PART ONE
10. CHAPTER X
(continued)
"Ah, if there's good anywhere, we've need of it," repeated Dolly,
who did not lightly forsake a serviceable phrase. She looked at
Silas pityingly as she went on. "But you didn't hear the
church-bells this morning, Master Marner? I doubt you didn't know
it was Sunday. Living so lone here, you lose your count, I daresay;
and then, when your loom makes a noise, you can't hear the bells,
more partic'lar now the frost kills the sound."

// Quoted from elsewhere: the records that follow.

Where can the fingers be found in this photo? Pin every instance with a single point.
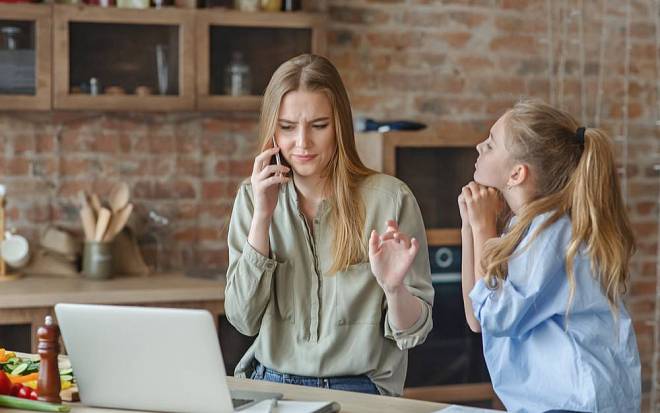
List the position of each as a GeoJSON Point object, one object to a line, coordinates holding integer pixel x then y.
{"type": "Point", "coordinates": [263, 159]}
{"type": "Point", "coordinates": [414, 247]}
{"type": "Point", "coordinates": [391, 225]}
{"type": "Point", "coordinates": [401, 237]}
{"type": "Point", "coordinates": [373, 242]}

"Yes, I did; I heard 'em," said Silas, to whom Sunday bells were a
mere accident of the day, and not part of its sacredness. There had
been no bells in Lantern Yard.
"Dear heart!" said Dolly, pausing before she spoke again. "But
what a pity it is you should work of a Sunday, and not clean
yourself--if you didn't go to church; for if you'd a roasting
bit, it might be as you couldn't leave it, being a lone man. But
there's the bakehus, if you could make up your mind to spend a
twopence on the oven now and then,--not every week, in course--I
shouldn't like to do that myself,--you might carry your bit o'
dinner there, for it's nothing but right to have a bit o' summat hot
of a Sunday, and not to make it as you can't know your dinner from
Saturday. But now, upo' Christmas-day, this blessed Christmas as is
ever coming, if you was to take your dinner to the bakehus, and go
to church, and see the holly and the yew, and hear the anthim, and
then take the sacramen', you'd be a deal the better, and you'd know
which end you stood on, and you could put your trust i' Them as
knows better nor we do, seein' you'd ha' done what it lies on us all
to do."
Dolly's exhortation, which was an unusually long effort of speech
for her, was uttered in the soothing persuasive tone with which she
would have tried to prevail on a sick man to take his medicine, or a
basin of gruel for which he had no appetite. Silas had never before
been closely urged on the point of his absence from church, which
had only been thought of as a part of his general queerness; and he
was too direct and simple to evade Dolly's appeal.